The follow-up film in the series, The Bourne Legacy, has been unfairly maligned and not treated with the same devotion as the original trilogy. Its lackluster reception is attributable to many factors that work together to make a strong case against the film: there is no Matt Damon, Bush was no longer president in 2012 and the chaotic cinematic stylings of the Damon-led films are not present here. But castigating The Bourne Legacy for these reasons is missing the ways in which the film perpetuates the legacy, if you will excuse the pun, of the Bourne trilogy in a positive and effective manner.
Legacy is written and directed by Tony Gilroy, who also wrote Identity and Supremacy (he also technically has a writing credit for Ultimatum, but more on that in a moment). Gilroy represents one-half of the Bourne aesthetic: namely, stylish location shoots and a sharp geopolitical edge that remains ever critical of US foreign policy. Paul Greengrass, meanwhile, who directed Supremacy, Ultimatum and the newest addition to the franchise, Jason Bourne (2016), represents the other half of the aesthetic: loud, over-the-top action sequences, faux-reality handheld camerawork and a rapid cutting style. By all accounts, Gilroy and Greengrass did not get along, to the point that Gilroy quit during the making of Ultimatum and his script was reworked.
While Greengrass’ version of Bourne is more exciting, Gilroy’s conception is better. The character should be an avatar through which viewers can understand and critique the aggression of US foreign policy. He is supposed to show the inherent violence of the US way of conducting business internationally. For example, in Legacy, new protagonist Aaron Cross (Jeremy Renner) is nearly assassinated with a drone, which is, of course, the way that President Obama preferred to eliminate US enemies during his tenure.
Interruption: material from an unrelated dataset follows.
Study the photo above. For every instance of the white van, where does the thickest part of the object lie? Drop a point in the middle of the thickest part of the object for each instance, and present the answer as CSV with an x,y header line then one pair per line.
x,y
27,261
Greengrass, on the other hand, does not practice a radical politics of critique and his Jason Bourne is an action hero who masterfully pilots vehicles, dodges security cameras and wins shoot-outs. His Bourne is, beyond the superficial manic plot devices, boring; Gilroy’s Bourne, on the other hand, has real vitality and depth.
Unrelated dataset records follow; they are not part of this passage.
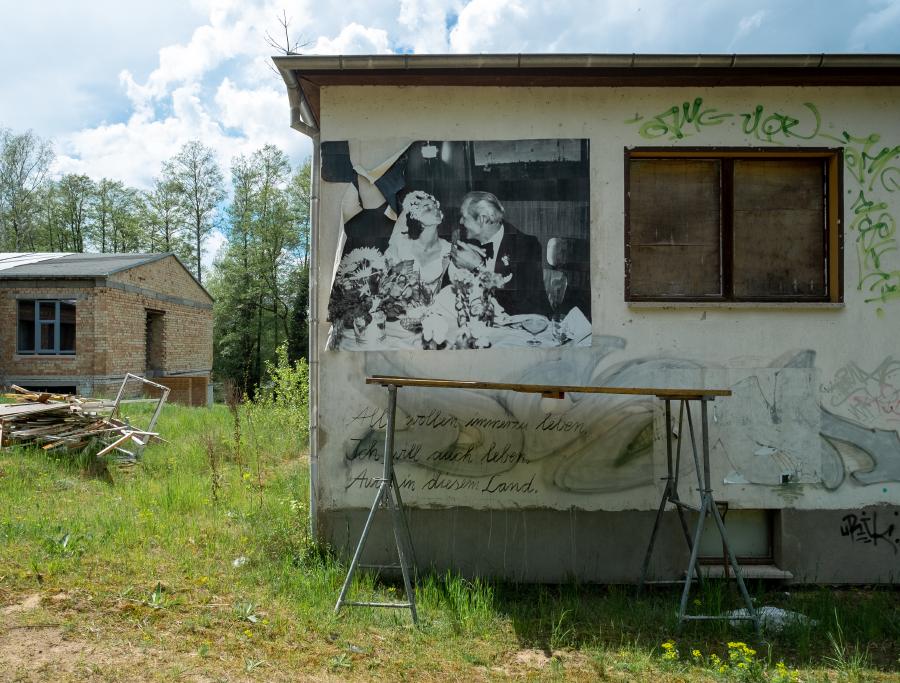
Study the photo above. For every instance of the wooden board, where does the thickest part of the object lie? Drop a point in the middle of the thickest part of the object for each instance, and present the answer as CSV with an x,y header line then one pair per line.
x,y
548,390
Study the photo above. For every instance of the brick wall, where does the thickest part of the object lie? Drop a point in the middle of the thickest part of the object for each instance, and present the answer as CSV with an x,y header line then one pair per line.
x,y
122,329
166,276
187,390
111,329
The Bourne Legacy, then, serves as Gilroy’s riposte to Greengrass. This, for Gilroy, is what a Bourne film is supposed to be. Legacy has the same stellar settings as the trilogy, going to Alaska and the Philippines, among other places. There are plenty of explosions, gunfights and chase sequences as well. But there is also the Gilroy political sting: Cross is a biologically-engineered superhuman weapon meant to thoughtlessly carry out extreme violence as instructed by his superiors. His physical prowess and mental dexterity have been artificially enhanced so that he is better able to wreak havoc. It is a dystopian, but readily believable, plot twist. The new frontier in US military aggression is the super-soldier; Cross is a neo-colonialist’s wet dream.
Legacy weaves an elaborate political thriller storyline around the central Bourne mythos, and, in the process, critiques Obama’s drone war policy and the ever-broadening web of secrets woven by our nominally-democratic government, all while introducing an entirely new set of characters and problems. With Greengrass and Damon’s prodigal return to the series in Jason Bourne, Legacy’s promising innovations are now sadly abandoned—the Bourne universe has been unexpanded.